• June 26, 2024

Preventing High Cholesterol

Preventing High Cholesterol

Make healthy eating choices

Your body makes all of the cholesterol it needs, so you do not need to obtain cholesterol through foods. Eating lots of foods high in saturated fat and trans fat may contribute to high cholesterol and related conditions, such as heart disease.

What you can do to help prevent cholesterol:

Limit foods high in saturated fat. Saturated fats come from animal products (such as cheese, fatty meats, and dairy desserts) and tropical oils (such as palm oil). Foods that are higher in saturated fat may be high in cholesterol.

Choose foods that are low in saturated fat, trans fat, sodium (salt), and added sugars. These foods include lean meats; seafood; fat-free or low-fat milk, cheese, and yogurt; whole grains; and fruits and vegetables.

Eat foods naturally high in fiber, such as oatmeal and beans (black, pinto, kidney, lima, and others), and unsaturated fats (found in avocados, vegetable oils like olive oil, and nuts). These foods may help prevent and manage high levels of LDL (“bad”) cholesterol and triglycerides while increasing high-density lipoprotein (HDL, or “good”) cholesterol levels.

Prevention steps and strategies

Maintain a healthy weight

Overweight and obesity raise levels of LDL (“bad”) cholesterol. Excess body fat affects how your body uses cholesterol and slows down your body’s ability to remove LDL cholesterol from your blood. The combination raises your risk of heart disease and stroke.

To determine whether your weight is in a healthy range, doctors sometimes use waist and hip measurements to measure excess body fat. Talk with your doctor about what a healthy weight is for you and work together on a food and fitness plan to help you reach or maintain a healthy weight.

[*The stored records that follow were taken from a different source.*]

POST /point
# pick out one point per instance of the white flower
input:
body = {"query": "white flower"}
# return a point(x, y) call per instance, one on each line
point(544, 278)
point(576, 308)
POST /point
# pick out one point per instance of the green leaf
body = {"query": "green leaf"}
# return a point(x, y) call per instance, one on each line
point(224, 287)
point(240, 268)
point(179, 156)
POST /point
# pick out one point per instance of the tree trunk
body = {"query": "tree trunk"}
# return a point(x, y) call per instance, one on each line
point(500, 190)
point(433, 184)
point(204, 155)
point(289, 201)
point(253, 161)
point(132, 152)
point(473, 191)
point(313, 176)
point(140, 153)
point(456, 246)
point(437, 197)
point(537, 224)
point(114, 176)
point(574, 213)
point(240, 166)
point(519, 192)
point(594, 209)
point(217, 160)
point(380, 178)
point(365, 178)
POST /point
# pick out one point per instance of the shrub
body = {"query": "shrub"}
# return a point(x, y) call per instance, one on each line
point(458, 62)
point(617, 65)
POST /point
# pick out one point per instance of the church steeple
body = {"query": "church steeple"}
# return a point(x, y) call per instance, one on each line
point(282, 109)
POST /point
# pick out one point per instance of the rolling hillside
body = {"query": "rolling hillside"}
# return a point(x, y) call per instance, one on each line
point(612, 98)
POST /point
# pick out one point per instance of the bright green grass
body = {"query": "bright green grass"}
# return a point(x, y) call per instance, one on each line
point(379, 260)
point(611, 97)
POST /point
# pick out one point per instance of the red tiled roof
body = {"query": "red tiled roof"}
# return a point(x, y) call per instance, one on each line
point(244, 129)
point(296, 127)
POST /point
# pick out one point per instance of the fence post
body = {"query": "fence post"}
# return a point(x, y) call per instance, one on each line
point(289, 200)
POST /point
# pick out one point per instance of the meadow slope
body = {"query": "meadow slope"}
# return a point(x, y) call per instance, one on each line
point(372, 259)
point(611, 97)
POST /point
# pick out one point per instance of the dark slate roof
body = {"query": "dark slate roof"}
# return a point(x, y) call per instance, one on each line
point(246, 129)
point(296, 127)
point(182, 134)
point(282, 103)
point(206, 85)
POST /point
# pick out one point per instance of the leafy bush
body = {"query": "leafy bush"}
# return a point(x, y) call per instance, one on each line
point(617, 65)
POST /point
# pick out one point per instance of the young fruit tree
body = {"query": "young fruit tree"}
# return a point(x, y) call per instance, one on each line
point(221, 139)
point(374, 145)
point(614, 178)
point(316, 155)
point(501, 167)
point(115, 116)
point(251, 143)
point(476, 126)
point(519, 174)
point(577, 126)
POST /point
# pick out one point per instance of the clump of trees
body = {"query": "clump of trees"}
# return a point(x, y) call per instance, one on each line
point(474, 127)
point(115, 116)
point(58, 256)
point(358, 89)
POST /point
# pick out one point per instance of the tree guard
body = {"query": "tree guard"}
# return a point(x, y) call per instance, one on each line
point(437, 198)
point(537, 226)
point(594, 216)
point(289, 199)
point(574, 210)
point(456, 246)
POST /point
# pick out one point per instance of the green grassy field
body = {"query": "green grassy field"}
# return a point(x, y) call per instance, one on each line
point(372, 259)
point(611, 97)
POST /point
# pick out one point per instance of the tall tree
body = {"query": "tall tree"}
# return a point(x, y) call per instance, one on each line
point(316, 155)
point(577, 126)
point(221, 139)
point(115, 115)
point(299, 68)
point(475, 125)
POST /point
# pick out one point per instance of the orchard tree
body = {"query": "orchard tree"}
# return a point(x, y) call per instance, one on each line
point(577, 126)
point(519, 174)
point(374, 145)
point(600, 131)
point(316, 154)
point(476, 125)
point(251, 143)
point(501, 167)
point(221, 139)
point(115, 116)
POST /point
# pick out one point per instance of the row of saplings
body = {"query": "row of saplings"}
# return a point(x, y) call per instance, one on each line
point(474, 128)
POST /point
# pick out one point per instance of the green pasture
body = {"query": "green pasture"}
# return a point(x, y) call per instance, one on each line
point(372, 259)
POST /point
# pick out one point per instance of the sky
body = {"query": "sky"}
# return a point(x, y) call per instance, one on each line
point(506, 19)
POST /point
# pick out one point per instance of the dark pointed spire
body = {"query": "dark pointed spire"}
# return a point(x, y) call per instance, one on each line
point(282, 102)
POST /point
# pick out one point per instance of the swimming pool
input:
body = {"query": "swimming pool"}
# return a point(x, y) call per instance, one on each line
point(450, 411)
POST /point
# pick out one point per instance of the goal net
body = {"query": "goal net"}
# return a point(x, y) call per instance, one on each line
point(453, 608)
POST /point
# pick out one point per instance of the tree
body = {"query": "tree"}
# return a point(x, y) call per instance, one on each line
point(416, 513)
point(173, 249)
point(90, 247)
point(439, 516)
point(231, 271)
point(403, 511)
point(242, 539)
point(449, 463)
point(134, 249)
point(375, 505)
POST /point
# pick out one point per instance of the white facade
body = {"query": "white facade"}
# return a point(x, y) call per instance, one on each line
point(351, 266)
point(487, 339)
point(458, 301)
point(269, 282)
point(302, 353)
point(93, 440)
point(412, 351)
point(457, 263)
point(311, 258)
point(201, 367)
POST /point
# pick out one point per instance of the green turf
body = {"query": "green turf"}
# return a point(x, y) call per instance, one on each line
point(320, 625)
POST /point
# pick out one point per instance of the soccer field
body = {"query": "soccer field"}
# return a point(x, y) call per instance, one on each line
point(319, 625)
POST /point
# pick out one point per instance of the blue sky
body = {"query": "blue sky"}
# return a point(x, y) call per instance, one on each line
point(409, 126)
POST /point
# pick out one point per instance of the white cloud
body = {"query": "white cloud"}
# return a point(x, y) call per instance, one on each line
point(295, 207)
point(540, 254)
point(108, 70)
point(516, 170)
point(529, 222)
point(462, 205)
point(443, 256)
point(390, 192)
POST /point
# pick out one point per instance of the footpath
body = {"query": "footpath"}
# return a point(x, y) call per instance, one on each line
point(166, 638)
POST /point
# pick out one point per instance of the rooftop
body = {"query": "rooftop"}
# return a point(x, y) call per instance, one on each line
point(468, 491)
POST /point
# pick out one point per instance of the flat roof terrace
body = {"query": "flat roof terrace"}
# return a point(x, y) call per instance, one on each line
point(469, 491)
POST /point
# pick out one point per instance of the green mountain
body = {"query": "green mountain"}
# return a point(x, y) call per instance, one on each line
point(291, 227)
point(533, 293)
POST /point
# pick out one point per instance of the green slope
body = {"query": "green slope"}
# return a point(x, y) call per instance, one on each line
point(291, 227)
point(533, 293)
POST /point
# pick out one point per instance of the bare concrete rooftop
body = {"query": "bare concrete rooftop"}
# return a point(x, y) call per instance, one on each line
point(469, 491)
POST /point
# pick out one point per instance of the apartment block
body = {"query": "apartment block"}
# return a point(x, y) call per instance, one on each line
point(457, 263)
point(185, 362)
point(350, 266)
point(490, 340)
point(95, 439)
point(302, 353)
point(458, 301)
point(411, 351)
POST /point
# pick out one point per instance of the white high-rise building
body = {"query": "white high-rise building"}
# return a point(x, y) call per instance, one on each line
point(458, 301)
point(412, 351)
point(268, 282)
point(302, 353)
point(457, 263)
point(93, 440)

Get regular physical activity

Physical activity can help you maintain a healthy weight and lower your cholesterol and blood pressure levels. Get active as a family. For adults, the Surgeon General recommends 2 hours and 30 minutes of moderate-intensity exercise, such as brisk walking or bicycling, every week. Children and adolescents should get 1 hour of physical activity every day. Make physical activity a part of each day. Take the stairs instead of the elevator, park a little farther away, walk to the store, or do jumping jacks during commercials.

Quit smoking

Smoking damages your blood vessels, speeds up the hardening of the arteries, and greatly increases your risk for heart disease. If you don’t smoke, don’t start. If you do smoke, quitting will lower your risk for heart disease.

Limit alcohol

Too much alcohol can raise cholesterol levels and levels of triglycerides, a type of fat in the blood.

There is a variety of ways to help lower cholesterol levels, but the best choice is always to work with your doctor to find out which will work best for you.